Pero las situaciones de violencia no cesan, se repiten, aumentan. Mariana quiso conocer el territorio y se acercó a la Red Comunitaria e Institucional contra la Violencia de Género en Alto Comedero, donde conversó con la psicóloga social Miriam Morales, para integrar la red. Y encontró una red atípica: “Funciona desde hace más de ocho años de manera horizontal, participan alrededor de 60 organizaciones estatales y comunitarias que articulan con referentes comunitarios y operadoras barriales. Esa trama sostiene. Porque en Alto Comedero las violencias se repiten y no solo dentro de una casa. Se multiplican en la precariedad, en la falta de oportunidades, en la pobreza estructural”.
Desde la red trabajan colectivamente para que esas violencias no se naturalicen. “Nos reunimos, compartimos casos, diseñamos estrategias. Ninguna institución alcanza sola, son las redes las que salvan vidas”.

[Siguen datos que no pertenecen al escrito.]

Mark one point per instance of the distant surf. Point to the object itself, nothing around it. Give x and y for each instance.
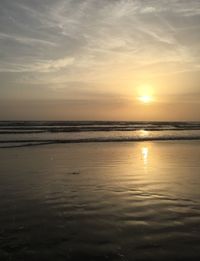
(32, 133)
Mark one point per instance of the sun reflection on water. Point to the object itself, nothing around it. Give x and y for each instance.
(145, 154)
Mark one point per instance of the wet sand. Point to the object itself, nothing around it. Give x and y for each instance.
(101, 201)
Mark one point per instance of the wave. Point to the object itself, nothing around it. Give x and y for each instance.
(31, 127)
(27, 143)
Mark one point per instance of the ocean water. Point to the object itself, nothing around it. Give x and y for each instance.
(28, 133)
(99, 200)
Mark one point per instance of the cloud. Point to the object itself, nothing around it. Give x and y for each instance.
(97, 40)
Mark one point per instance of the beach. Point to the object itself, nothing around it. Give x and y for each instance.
(101, 201)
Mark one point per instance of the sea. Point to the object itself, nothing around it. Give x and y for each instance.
(105, 191)
(27, 133)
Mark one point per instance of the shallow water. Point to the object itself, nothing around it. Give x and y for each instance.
(101, 201)
(30, 133)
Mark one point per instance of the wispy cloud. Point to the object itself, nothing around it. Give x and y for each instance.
(63, 40)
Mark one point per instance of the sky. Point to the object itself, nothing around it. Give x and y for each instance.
(93, 59)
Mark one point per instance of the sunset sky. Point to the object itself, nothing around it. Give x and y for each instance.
(95, 59)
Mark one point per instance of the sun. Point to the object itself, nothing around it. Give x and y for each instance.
(145, 98)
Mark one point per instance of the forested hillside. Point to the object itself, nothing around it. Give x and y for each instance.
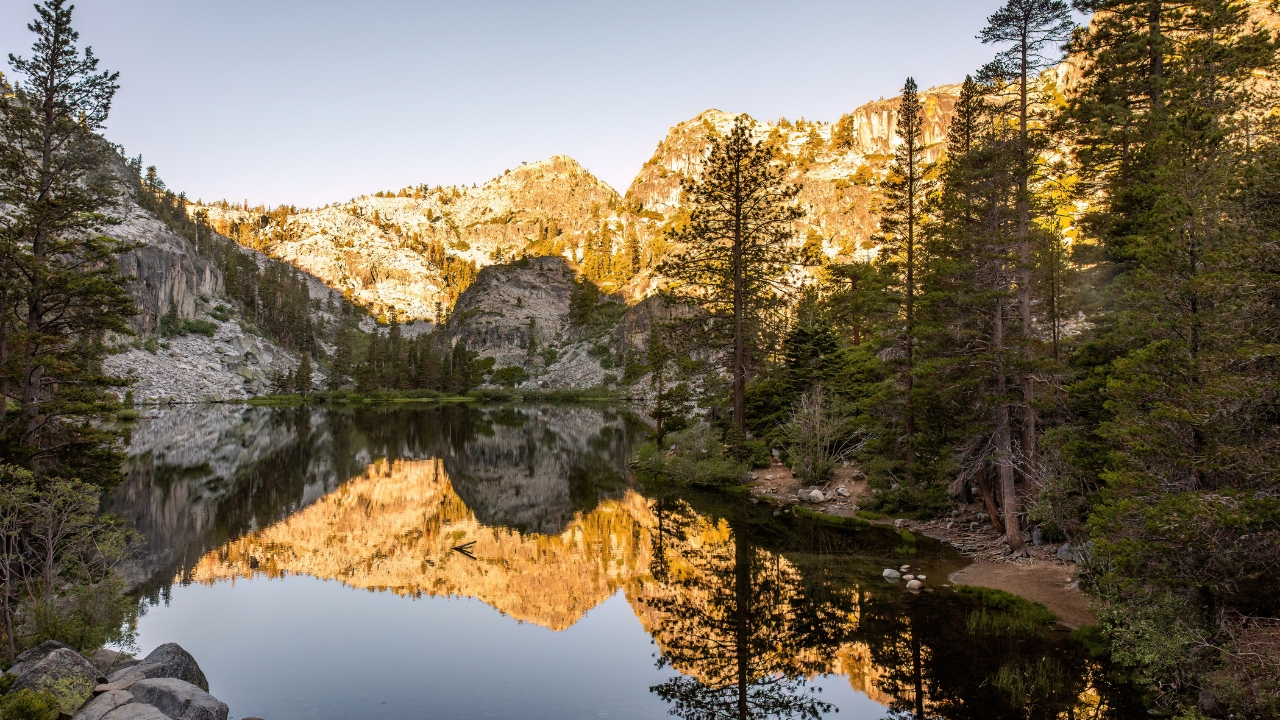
(407, 254)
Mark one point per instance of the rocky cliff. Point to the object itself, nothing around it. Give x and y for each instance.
(411, 253)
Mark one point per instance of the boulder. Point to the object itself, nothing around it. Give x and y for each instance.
(97, 707)
(65, 674)
(165, 661)
(179, 700)
(122, 679)
(136, 711)
(109, 661)
(32, 656)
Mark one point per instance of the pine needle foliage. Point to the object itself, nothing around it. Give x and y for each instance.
(736, 249)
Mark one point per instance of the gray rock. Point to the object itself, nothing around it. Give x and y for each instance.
(1082, 554)
(65, 674)
(172, 661)
(179, 700)
(109, 661)
(101, 705)
(136, 711)
(122, 679)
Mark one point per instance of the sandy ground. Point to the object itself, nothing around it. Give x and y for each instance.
(1041, 579)
(1048, 583)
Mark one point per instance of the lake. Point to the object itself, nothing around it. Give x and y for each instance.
(502, 561)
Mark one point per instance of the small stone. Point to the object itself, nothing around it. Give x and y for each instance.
(136, 711)
(103, 705)
(179, 700)
(65, 674)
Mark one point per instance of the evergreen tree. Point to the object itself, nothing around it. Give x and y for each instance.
(302, 383)
(62, 282)
(1033, 31)
(901, 210)
(736, 247)
(1176, 393)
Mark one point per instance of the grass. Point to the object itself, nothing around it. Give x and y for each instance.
(342, 397)
(534, 395)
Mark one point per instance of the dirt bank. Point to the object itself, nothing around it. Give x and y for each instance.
(1042, 578)
(1048, 583)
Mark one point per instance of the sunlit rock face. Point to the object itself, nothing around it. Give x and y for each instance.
(397, 528)
(187, 469)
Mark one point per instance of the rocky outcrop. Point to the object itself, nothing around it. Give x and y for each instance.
(519, 314)
(60, 671)
(165, 268)
(167, 684)
(515, 310)
(411, 253)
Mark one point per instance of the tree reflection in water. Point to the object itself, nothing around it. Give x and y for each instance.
(737, 621)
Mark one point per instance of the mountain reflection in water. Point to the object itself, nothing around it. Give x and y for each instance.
(530, 510)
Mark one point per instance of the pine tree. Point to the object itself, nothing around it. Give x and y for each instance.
(901, 212)
(1176, 395)
(968, 292)
(736, 247)
(62, 279)
(302, 382)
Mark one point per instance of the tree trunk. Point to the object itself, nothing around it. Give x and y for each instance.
(1024, 270)
(1004, 445)
(743, 620)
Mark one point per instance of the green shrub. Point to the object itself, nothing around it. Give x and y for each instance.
(28, 705)
(510, 376)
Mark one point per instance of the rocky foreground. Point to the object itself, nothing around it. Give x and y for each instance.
(167, 684)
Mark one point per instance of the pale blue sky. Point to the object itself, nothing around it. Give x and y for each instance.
(320, 100)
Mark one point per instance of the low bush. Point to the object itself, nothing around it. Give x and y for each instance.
(694, 456)
(510, 376)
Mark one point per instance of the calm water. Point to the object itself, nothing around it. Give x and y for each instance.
(501, 563)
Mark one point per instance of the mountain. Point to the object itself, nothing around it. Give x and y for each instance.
(411, 253)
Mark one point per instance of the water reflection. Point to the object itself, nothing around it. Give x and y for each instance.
(531, 511)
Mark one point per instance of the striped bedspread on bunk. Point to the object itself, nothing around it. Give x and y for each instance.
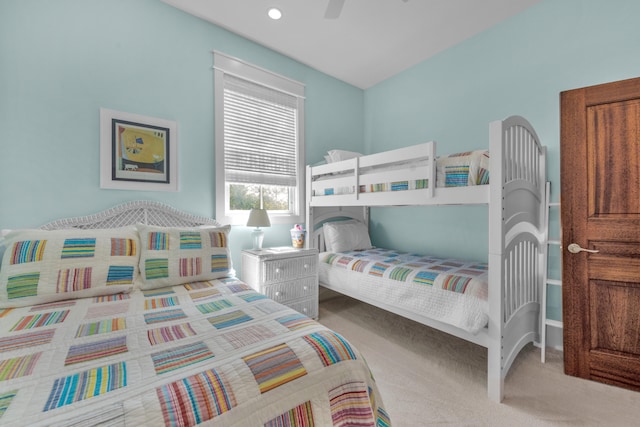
(449, 291)
(453, 275)
(456, 170)
(212, 352)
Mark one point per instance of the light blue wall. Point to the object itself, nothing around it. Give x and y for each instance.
(518, 67)
(62, 60)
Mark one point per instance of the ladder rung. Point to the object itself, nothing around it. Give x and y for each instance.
(553, 323)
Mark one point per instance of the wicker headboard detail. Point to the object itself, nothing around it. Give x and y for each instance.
(137, 212)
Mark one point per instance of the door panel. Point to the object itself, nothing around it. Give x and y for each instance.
(600, 197)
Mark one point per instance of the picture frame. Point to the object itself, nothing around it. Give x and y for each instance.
(137, 152)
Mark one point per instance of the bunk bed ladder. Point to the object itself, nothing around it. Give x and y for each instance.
(548, 281)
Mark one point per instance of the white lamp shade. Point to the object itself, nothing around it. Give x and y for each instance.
(258, 218)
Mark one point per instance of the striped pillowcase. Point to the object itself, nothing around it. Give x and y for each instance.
(174, 256)
(40, 266)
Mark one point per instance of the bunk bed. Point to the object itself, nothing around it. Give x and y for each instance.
(512, 183)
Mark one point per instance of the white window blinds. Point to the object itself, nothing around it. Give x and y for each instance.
(260, 133)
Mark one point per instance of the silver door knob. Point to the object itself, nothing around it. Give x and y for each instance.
(575, 248)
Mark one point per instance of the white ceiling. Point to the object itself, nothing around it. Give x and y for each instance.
(370, 41)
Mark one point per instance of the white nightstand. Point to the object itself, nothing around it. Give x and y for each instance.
(286, 275)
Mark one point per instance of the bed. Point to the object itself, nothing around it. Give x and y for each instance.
(131, 317)
(494, 304)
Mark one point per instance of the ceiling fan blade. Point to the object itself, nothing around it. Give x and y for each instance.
(334, 8)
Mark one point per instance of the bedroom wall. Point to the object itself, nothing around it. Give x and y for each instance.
(61, 61)
(518, 67)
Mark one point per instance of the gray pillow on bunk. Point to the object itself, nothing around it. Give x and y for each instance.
(342, 236)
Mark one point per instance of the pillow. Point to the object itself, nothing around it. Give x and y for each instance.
(338, 155)
(342, 236)
(40, 266)
(173, 256)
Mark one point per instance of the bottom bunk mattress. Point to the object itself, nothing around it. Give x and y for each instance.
(448, 290)
(214, 353)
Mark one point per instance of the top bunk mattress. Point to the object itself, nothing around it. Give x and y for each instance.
(456, 170)
(451, 291)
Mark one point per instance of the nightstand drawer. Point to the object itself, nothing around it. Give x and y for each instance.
(295, 289)
(278, 270)
(309, 308)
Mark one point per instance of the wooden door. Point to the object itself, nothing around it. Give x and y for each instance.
(600, 198)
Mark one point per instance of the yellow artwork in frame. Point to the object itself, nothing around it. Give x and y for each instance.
(137, 152)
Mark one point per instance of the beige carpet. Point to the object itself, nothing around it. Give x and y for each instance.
(430, 378)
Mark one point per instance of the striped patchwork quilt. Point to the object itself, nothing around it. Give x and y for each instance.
(212, 353)
(451, 291)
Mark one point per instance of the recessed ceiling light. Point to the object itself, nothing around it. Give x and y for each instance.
(274, 13)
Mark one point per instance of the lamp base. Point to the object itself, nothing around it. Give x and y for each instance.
(257, 236)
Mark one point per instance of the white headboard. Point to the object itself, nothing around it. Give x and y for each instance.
(136, 212)
(316, 216)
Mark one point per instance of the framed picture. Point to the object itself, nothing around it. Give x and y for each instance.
(137, 152)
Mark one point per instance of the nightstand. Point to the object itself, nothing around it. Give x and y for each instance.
(284, 274)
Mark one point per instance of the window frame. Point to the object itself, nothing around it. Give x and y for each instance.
(224, 64)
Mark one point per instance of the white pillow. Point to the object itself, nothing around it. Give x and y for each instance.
(342, 236)
(338, 155)
(176, 255)
(40, 266)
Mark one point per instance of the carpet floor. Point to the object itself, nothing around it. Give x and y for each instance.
(429, 378)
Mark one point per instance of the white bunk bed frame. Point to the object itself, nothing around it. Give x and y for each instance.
(516, 201)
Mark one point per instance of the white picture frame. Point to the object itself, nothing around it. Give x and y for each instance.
(137, 152)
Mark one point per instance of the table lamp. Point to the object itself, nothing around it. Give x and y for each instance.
(258, 218)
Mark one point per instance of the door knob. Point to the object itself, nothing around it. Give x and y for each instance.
(575, 248)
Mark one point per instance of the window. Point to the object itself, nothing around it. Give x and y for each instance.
(259, 120)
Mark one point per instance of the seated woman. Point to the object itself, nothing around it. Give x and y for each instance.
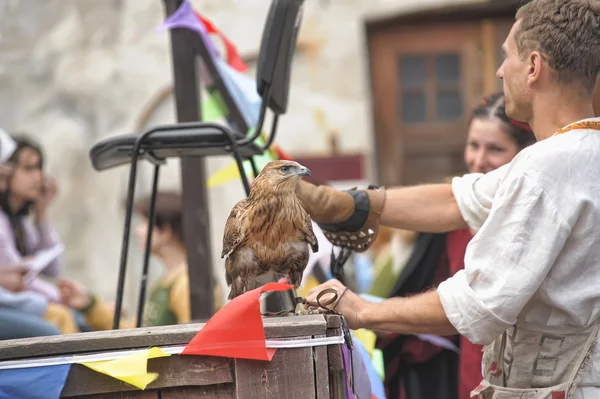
(493, 140)
(24, 226)
(15, 323)
(25, 230)
(169, 297)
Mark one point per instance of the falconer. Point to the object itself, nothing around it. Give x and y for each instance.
(530, 290)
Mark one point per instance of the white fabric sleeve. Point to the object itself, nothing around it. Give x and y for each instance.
(474, 193)
(506, 261)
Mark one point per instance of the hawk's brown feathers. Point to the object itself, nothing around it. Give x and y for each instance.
(269, 230)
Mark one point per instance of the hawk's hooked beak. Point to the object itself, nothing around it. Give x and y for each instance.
(304, 171)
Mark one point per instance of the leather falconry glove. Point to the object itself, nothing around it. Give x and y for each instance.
(350, 218)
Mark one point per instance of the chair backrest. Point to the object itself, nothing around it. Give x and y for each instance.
(276, 52)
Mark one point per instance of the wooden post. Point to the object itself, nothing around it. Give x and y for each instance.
(488, 39)
(196, 224)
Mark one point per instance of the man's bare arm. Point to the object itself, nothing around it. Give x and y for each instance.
(426, 208)
(419, 314)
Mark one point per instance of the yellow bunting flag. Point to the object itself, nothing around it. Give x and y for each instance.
(132, 369)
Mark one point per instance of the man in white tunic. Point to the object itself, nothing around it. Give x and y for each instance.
(531, 285)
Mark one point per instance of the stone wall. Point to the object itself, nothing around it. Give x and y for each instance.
(75, 71)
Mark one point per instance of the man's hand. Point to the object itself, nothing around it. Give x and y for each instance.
(348, 303)
(419, 314)
(74, 294)
(13, 279)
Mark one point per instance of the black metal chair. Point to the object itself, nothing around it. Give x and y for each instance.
(206, 139)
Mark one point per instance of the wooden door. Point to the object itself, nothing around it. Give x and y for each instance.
(426, 79)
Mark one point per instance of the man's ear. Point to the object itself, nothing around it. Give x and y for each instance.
(535, 65)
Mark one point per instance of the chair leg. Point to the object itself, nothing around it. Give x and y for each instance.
(125, 241)
(254, 168)
(240, 163)
(151, 222)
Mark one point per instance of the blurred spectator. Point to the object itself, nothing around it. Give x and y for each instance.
(24, 226)
(493, 140)
(169, 297)
(24, 307)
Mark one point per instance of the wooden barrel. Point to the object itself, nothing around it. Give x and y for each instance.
(307, 372)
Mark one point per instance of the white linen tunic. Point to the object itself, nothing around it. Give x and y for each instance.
(536, 255)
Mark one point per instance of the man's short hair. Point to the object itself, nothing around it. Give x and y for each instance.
(567, 34)
(169, 211)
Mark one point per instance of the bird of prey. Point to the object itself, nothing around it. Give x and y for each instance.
(269, 231)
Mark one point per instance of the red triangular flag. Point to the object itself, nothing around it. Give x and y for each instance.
(233, 58)
(237, 329)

Como estudiante de Trabajo Social, está en etapa de formular su tesis. En todos estos años de maternar y activar, aprendió que lo personal es político y que la militancia no es un tiempo aparte. “Es mi forma de habitar el mundo, de acompañar a mi hijo, de tejer redes con otras. La militancia no la camino sola, la sostengo con amigas, con docentes de la universidad pública, con compañeras y compañeros de la Red y del Movimiento Ailén Chambi. Como decía Lohana Berkins, nuestra venganza es ser felices”. En esa felicidad colectiva, Mariana encuentra la fuerza para seguir transformando el dolor en lucha y los vínculos en esperanza.